OPNsense Forum

Archive => 19.1 Legacy Series => Topic started by: engelant on July 05, 2019, 11:37:42 am

Title: CARP bound to Interface without standalone IP
Post by: engelant on July 05, 2019, 11:37:42 am

I would  like to understand, if there is a technical limit due to CARP in place or if it's just an OPNsense limitation.

Using a Fritz!Box (or any router actually) I'm capable of creating a "emulated fixed WAN line" by creating a 10.0.200.1/30 subnet for transfer, assigning 10.0.200.1 to my router, 10.0.200.2 to my OPNsense and configuring the 10.0.200.2 address as an exposed host in my router.

Now with a second OPNsense I want to create a failover configuration, and naturally CARP sounds right. Removing the IP from the interface and leaving it empty on both OPNsense boxes, and then creating a CARP virtual IP, so the active instance is capable of talking to the Router.

problem:

• I can't create an CARP virtual IP without an IP assigned to the interface
• even if, the gateway with automatic NAT rule creation is bound to the Interface, not the vIP
• I need to check the connectivity via ping in the gateway, as the line itself always appears up

I still have a HA network configured for syncing purposes, so accessing the active CARP IP from the backup OPNsense would work with routing trough that net, e.g. for accessing the Internet.
Am I missing something, do I have the wrong ideas of a proper HA architecture or is it wanted this way but just not implemented yet?
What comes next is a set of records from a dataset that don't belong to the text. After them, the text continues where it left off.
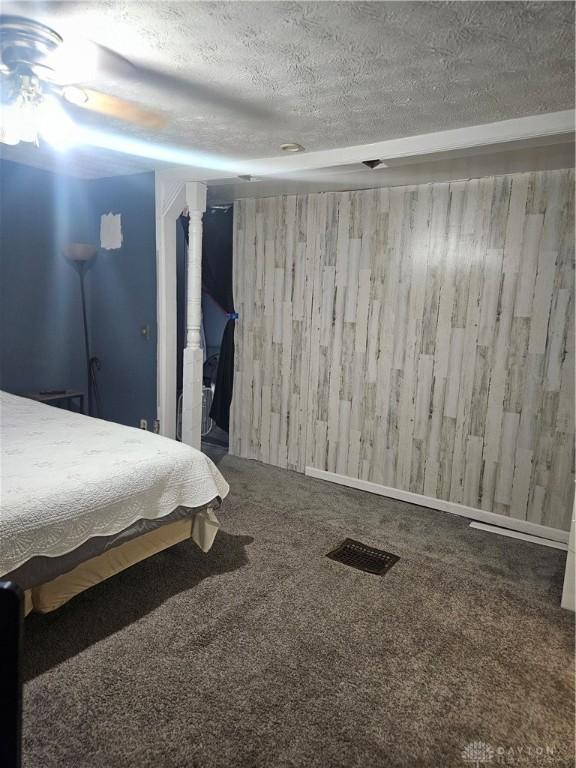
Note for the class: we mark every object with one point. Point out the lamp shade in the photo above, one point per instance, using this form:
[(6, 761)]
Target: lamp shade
[(80, 251)]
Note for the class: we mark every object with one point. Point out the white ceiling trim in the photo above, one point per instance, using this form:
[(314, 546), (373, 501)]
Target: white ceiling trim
[(516, 130)]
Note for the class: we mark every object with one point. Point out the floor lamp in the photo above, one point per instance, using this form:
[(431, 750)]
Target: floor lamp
[(80, 256)]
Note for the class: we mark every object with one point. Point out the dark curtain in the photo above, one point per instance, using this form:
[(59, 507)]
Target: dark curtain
[(217, 282)]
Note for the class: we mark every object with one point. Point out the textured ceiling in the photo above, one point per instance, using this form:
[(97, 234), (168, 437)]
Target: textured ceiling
[(336, 73)]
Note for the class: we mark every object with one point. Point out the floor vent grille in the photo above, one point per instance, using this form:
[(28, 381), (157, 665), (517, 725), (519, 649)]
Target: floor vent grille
[(358, 555)]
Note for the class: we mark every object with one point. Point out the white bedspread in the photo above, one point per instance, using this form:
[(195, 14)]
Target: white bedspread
[(65, 478)]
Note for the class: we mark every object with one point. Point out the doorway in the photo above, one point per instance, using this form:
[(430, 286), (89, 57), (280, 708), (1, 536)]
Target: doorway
[(217, 331)]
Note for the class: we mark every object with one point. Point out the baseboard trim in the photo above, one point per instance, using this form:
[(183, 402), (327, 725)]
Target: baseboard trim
[(519, 535), (500, 521)]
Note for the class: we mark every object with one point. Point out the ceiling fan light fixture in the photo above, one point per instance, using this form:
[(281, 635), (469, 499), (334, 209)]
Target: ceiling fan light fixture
[(292, 147)]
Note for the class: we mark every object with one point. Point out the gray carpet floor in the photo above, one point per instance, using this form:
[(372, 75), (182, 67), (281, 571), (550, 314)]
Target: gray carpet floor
[(266, 654)]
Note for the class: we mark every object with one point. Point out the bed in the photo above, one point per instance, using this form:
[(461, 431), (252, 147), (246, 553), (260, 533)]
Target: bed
[(82, 499)]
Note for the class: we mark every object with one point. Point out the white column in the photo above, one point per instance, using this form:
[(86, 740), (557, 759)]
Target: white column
[(193, 354)]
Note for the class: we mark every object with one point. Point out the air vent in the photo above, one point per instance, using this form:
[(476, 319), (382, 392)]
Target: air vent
[(358, 555)]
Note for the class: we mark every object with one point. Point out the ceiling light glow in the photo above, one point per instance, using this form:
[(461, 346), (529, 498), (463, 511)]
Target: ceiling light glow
[(55, 126), (292, 147)]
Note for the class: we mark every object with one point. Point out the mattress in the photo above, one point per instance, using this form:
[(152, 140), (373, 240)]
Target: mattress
[(67, 478), (202, 523)]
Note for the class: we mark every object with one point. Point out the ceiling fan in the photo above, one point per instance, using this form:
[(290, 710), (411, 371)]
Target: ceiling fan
[(39, 90)]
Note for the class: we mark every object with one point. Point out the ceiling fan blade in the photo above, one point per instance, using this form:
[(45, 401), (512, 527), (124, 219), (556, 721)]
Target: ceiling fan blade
[(111, 106), (116, 64)]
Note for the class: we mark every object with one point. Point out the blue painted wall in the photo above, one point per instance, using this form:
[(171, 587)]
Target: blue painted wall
[(40, 315), (121, 290), (41, 344)]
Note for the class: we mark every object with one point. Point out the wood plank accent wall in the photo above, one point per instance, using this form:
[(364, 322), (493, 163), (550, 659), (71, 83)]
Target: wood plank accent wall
[(418, 337)]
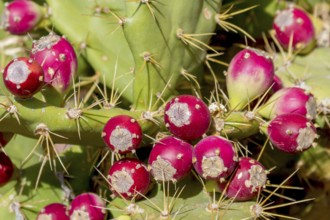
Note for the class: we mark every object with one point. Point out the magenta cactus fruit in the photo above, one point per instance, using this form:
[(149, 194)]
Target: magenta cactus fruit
[(53, 211), (87, 206), (247, 181), (291, 133), (290, 100), (130, 178), (250, 74), (296, 23), (187, 117), (21, 16), (58, 60), (122, 134), (5, 137), (214, 158), (170, 159), (6, 168), (23, 77)]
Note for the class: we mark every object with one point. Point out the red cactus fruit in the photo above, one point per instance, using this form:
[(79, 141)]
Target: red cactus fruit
[(5, 137), (58, 60), (170, 159), (6, 168), (23, 77), (122, 134), (187, 117), (214, 158), (247, 181), (21, 16), (291, 133), (53, 211), (129, 178), (250, 74), (290, 100), (87, 206), (296, 23)]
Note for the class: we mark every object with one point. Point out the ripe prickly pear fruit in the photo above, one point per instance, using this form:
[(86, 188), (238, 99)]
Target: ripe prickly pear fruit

Title: Re: CARP bound to Interface without standalone IP
Post by: mimugmail on July 05, 2019, 01:33:40 pm

It should work when you set a fake network at pyhiscal WAN and only CARP IP as VIP, but as you said, a ping would be sourced from the fake network, also traceroute replies.

The NAT thing can be changed, when you edit the rule you can also select the CARP IP in dropdown.